The Member States are responsible for securing the EU’s external borders against disease incursions and leading the response to outbreaks of exotic diseases. Moreover, compensation for private property destroyed for the public good must be provided by governments. Responsibility for the health of animals lies primarily with animal owners and collectively with the industry. In order for the strategy to be successful, all parties, including the insurance sector, need to be fully committed participants.

The Codex Alimentarius and the OIE are essential references for legislation on animal diseases. The EU follows their guidelines and encourages other international members to base their legislation on the same values. In addition, the EU is considering the possibility of Community membership of the OIE.

Improved animal health will increase the competitiveness of European companies. Moreover, by harmonising these rules, it will be possible to ensure fair competition in the Community market and extend this common basis to imports. With regard to exports, better prioritisation of actions against health barriers should help ensure better access to export markets.

The third pillar: animal-related threat prevention, surveillance and crisis preparedness

The promotion and financing of on-farm biosecurity * measures should constitute important reference criteria for zoning and compartmentalisation procedures.

Movements of food of animal origin and animal feed are identified and traced using an exchange control system and a paper-based system identifying each animal.
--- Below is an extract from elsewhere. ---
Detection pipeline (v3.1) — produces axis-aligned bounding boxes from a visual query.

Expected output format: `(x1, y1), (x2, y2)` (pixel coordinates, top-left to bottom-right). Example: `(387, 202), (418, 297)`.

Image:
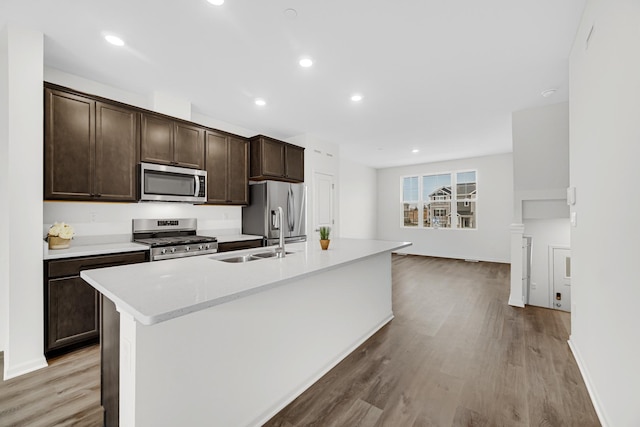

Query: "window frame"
(400, 169), (477, 230)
With the aim of integrating the system at EU level, an electronic system will gradually be introduced.

Measures have been envisaged to improve border biosecurity without disrupting the cross-border movement of people and agricultural goods, which include not only improving current legislation and cooperation between the parties involved in customs checks, but also providing technical assistance to developing countries, so that they can meet Community standards.

The EU proposes supporting veterinary surveillance through improved cooperation between the parties concerned and appropriate financial resources and by encouraging training in the sector. The scientific information gathered from this surveillance activity can aid decision-making for the EU institutions, governments and other stakeholders in the animal health protection sector.
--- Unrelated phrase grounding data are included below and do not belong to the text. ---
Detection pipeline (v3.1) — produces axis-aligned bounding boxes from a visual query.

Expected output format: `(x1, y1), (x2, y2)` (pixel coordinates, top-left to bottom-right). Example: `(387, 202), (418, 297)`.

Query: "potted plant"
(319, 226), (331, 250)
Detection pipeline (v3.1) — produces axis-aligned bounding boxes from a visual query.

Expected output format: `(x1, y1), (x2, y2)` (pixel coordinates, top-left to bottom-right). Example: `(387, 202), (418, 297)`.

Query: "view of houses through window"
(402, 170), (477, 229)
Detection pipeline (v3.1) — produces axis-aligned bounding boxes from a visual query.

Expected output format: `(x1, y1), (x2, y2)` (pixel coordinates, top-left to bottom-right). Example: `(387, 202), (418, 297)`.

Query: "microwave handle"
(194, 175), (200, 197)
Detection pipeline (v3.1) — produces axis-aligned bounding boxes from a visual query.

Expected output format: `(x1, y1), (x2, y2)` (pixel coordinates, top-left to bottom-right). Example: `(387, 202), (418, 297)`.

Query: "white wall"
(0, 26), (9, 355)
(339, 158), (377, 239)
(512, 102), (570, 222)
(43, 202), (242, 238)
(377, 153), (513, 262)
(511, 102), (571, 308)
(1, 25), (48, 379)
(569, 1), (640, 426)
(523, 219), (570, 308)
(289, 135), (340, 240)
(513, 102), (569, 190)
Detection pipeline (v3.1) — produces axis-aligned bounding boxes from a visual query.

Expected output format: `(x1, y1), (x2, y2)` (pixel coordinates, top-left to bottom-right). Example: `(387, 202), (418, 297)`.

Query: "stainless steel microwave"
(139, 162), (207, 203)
The EU must be better prepared to deal with emergencies and it can do so by adopting an integrated approach and through the more widespread use of vaccines.

The fourth pillar: science, innovation and research

The EU is encouraging scientific and technological development in the field of public and animal health. To this end, Community and national reference laboratories and European agencies (particularly the European Food Safety Authority and the European Medicines Agency) have been called upon to cooperate and play a key role in scientific work.

Innovation and research in the food safety sector depend on a whole series of instruments, such as the Seventh Framework Programme for Research and the Community Action Plan on the Protection and Welfare of Animals.

Key terms used in the act
Biosecurity: the measures taken to combat diseases or to prevent them from spreading. These measures relate to the treatment of new and sick animals, the transport of people, animals and equipment, the feeding of animals and the cleaning of their holdings.